I can take all duty and powder i obtained and mix togheter, then wash with hot HCL and then wash with HOT water to remove all base metals.
Once washed i can filter and melt all new powder obtained to make a new "one piece" to make another electrolisis.

Will this work ?


----------



## calgoldrecyclers (Mar 31, 2008)

Now, if i understand correctly, you were attempting to refine your 18 and 22 K into 24K? why did you have your slab in a bath? why not refine in heat or acid? were you attempting to recover base metals out of the 18 and 22 k? thats a mighty expensive experiment you've got going there.
you should never melt a pm into a cm. always use inert materials.


----------



## ALPHABiT (Mar 31, 2008)

> Now, if i understand correctly, you were attempting to refine your 18 and 22 K into 24K?



Yes, this is process i'm working on. Really not for only 18 and 22 but all kind of karats (solid gold).



> why did you have your slab in a bath? why not refine in heat or acid?



Because i prefer electrolisis. U can use this process indoor too.



> were you attempting to recover base metals out of the 18 and 22 k?



If all will work fin e next time, i will expeect other metals than gold will be in solution after smb dropping.

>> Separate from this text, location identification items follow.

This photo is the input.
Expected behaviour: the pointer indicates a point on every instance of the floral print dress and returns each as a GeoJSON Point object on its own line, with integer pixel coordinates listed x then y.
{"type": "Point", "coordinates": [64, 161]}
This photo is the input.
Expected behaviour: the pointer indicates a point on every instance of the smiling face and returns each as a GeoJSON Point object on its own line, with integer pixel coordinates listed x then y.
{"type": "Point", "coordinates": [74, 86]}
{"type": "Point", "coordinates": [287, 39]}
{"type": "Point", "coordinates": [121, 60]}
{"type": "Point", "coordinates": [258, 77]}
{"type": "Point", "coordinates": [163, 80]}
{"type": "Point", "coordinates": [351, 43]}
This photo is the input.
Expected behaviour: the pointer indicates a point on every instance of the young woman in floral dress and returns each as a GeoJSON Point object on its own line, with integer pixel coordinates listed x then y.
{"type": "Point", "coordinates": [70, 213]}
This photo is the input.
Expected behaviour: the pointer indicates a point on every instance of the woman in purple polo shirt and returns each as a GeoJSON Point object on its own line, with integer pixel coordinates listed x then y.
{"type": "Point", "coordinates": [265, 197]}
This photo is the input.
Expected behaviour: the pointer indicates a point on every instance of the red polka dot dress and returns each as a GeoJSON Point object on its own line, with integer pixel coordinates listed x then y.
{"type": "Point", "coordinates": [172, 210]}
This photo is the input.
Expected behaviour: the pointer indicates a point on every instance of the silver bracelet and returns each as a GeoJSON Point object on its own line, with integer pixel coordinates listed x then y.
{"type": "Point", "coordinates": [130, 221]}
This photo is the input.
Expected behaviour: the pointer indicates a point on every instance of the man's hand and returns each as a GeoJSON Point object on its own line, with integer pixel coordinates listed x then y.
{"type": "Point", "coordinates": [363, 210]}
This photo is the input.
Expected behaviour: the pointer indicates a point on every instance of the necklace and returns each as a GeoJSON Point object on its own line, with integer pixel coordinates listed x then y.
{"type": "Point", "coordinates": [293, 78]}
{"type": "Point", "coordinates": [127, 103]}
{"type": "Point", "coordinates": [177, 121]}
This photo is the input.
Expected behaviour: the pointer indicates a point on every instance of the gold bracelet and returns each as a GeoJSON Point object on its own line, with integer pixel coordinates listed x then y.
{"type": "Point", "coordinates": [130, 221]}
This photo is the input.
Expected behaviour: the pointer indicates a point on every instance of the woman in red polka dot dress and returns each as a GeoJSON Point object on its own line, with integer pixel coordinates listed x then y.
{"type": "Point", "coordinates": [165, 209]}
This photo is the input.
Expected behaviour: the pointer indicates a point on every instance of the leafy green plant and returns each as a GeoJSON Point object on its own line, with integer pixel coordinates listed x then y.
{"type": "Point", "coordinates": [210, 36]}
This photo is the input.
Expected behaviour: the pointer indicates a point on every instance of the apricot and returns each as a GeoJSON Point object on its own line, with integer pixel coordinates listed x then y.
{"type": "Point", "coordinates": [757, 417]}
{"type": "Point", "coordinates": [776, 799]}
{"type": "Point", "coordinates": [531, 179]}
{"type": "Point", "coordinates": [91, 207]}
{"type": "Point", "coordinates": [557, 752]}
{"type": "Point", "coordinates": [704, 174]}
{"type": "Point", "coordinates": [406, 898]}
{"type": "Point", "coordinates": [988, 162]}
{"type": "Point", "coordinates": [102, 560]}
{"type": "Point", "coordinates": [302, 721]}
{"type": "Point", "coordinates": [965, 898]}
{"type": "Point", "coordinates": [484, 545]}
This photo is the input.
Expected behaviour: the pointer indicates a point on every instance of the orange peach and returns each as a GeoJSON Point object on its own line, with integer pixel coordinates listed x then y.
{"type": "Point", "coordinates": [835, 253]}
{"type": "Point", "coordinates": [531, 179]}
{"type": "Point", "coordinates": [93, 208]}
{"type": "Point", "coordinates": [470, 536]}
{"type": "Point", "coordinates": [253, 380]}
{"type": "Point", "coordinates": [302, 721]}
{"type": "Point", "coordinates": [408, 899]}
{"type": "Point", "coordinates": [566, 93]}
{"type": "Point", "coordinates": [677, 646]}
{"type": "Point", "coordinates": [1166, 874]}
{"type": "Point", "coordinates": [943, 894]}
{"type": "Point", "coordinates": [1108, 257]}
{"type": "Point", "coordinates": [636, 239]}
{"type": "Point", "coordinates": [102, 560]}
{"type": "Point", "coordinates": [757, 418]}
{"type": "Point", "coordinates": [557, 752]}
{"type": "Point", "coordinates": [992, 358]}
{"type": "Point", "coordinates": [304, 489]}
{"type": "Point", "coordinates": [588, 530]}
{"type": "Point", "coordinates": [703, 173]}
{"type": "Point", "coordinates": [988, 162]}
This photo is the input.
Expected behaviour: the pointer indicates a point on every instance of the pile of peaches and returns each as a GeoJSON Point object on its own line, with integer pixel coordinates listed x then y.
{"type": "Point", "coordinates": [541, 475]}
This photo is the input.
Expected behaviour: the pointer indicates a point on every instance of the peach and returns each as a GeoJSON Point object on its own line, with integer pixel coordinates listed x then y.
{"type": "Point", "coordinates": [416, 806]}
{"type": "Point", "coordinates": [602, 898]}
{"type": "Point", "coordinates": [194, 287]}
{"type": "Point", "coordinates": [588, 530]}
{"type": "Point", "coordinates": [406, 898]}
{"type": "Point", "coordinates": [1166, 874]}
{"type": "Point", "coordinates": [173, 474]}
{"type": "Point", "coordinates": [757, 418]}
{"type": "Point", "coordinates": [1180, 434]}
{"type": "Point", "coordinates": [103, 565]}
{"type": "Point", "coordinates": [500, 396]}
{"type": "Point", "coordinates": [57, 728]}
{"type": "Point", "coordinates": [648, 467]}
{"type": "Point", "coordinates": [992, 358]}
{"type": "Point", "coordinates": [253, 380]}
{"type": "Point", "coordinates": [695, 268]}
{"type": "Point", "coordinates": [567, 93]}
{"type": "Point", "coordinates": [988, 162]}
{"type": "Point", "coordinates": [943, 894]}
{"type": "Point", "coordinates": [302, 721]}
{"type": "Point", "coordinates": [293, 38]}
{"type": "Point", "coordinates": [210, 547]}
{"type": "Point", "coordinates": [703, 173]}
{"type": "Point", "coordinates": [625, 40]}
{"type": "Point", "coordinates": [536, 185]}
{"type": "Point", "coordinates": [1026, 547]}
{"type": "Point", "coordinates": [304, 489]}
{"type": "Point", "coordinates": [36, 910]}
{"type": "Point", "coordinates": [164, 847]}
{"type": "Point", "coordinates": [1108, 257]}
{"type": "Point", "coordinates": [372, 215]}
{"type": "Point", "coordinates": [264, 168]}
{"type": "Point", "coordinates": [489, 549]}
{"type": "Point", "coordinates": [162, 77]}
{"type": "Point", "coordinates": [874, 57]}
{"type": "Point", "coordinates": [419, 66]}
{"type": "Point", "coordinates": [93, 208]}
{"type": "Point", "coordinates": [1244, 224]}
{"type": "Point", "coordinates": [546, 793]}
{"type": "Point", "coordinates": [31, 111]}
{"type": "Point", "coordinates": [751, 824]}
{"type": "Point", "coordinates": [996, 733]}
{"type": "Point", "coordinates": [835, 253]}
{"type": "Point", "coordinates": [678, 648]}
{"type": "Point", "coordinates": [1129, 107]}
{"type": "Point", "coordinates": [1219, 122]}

> thats a mighty expensive experiment you've got going there.



Why do you say that ? Except furnace and power supply i got, i spent about 100$ for items and reagents (reagents for many batches).



> you should never melt a pm into a cm. always use inert materials.



Sorry cant understand "PM" and "CM" acronyms. Maybe u was trying to tell me i dont need to melt all my results of this first bad process after washing to try to repeat it ?

Ty.


----------



## Irons (Mar 31, 2008)

You can't use stainless steel tongs to hold your Gold Anode. The steel will go into solution and also precipitate the Gold.

Get a bit of Pt/Rh thermocouple wire.

Your ceramic cup is too porous. The pores have to bee .5 microns or less. The purple stain shows that the Gold is bleeding through.


----------



## Noxx (Mar 31, 2008)

Irons said:


> Get a bit of Pt/Rh thermocouple wire.



Yes if you have a lot of money lol. Graphite rods are a much cheaper alternative and works pretty well.


----------



## calgoldrecyclers (Mar 31, 2008)

Ty,
i was thinking you were experimenting with the electrolitic method, ( which could be costly as the end result of losing pm ( precious metal) and cm, or commonly bm ( cm- common metals, bm- base metals). i honestly cant say i have ever heard of anyone refining pms with electrolitic methods. dont get me wrong, i just didnt understand the method. if it works for you, great. sorry i couldnt help more.


----------



## ALPHABiT (Mar 31, 2008)

> Graphite rods are a much cheaper alternative and works pretty well.



Can i put graphite rods in solution during power up ?

will not it make duty my solution ?

Because i discovered a professional graphite company who can make me all graphite form items i like. (just to ask some graphite climbs or something like a graphite net-basket tu put into...)


----------